One of the themes that both pundits and ordinary people expound on these days is the way that following the news can be stressful. There’s so much bad news, and there are so many outlets that will dish it up for as many of your waking hours as you’re willing to spend consuming it.
But I’ve read a couple of things recently that go a bit further: suggestions that overconsumption of news is detrimental to your mental health and bad for your grip on reality.
This essay by Cal Newport nicely summarized the first idea. Newport writes,
The anxious uncertainty of the pandemic, combined with social and political unrest, combined with an information landscape dominated by a tribalized social media, is breaking us. Our days are fragmented by a fast drip of insistently panicked content that wrings anxiety, outrage, and fear from our autonomic nervous systems until we’re left exhausted and emotionally dry.
If you’ll excuse the understatement: this is not good.
Rutger Bregman, in his book Humankind: A Hopeful History, expounds on this idea. One of the first researchers to investigate this phenomenon, he says, was George Gerbner. In the 1990s Gerbner coined the term mean-world syndrome, whose clinical symptoms are cynicism, misanthropy, and pessimism. People who follow the news are more likely to agree with statements like “Most people care only about themselves,” they more often believe that we as individuals are helpless to better the world, and they’re more likely to be stressed and depressed.

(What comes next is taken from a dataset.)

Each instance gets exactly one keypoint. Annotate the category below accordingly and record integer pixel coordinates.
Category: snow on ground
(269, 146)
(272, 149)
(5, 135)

Bregman goes on to say that when people in thirty different countries were asked in a survey a few years ago, “Overall, do you think the world is getting better, staying the same, or getting worse?” the vast majority of people answered that things are getting worse.
Now, if that were true then we could regard “mean-world syndrome” as an unfortunate but inevitable consequence of having a clear-eyed view of reality. But the reality, Bregman writes, is the opposite.
Over the last several decades, child labor, deaths in natural disasters and the number of plane crashes have all plummeted. We’re living in the richest, safest, healthiest era ever.
So why don’t we realize this? It’s simple. Because the news is about the exceptional, and the more exceptional an event is — be it a terrorist attack, violent uprising, or natural disaster — the bigger its newsworthiness. You’ll never see a headline reading NUMBER OF PEOPLE LIVING IN EXTREME POVERTY DOWN BY 137,000 SINCE YESTERDAY, even though it could accurately have been reported every day over the last twenty-five years. Nor will you ever see a broadcast go live to a reporter on the ground who says, “I’m standing here in the middle of nowhere, where today there’s still no sign of war.”
A couple of caveats are in order here. First, one might be inclined to look askance at this narrative in light of the last six months. But the coronavirus pandemic doesn’t negate the longer-term trends, and I view the tumult following the death of George Floyd as more a demonstration of the long arc of history bending toward justice, to paraphrase Martin Luther King, Jr., than as some unraveling of the social order.
The second caveat is that Bregman doesn’t acknowledge the direst trend occurring today: global warming. Human-caused climate change may prove to be humanity’s greatest failing, but why is that? I’m inclined to think it’s at least partly due to the “cynicism, misanthropy and pessimism” that Gerber attributes to mean-world syndrome. Might we be better able to deal with climate change if we weren’t conditioned to think the worst of each other by our daily diet of the wrenching and shocking — and unrepresentative — stories that pervade our news media?
As I noted previously, I’ve cut back on my news consumption, but I wonder whether I’m still getting more than I need. Checking in on the news is like rubber-necking as we pass a car wreck — it’s hard to resist. But I’ve increasingly come to think that anything I might learn on Meet the Press Daily or in the Washington Post’s daily Coronavirus Update email can wait until I read the paper the following morning.
Not long ago I heard this pithy summation of the news: “If it bleeds, it leads.” I too am trying to limit my consumption of news. When I do, I am noticeably more cheerful. It behooves us all to do whatever we can to preserve our mental health as well as our physical healthy in these crazy times.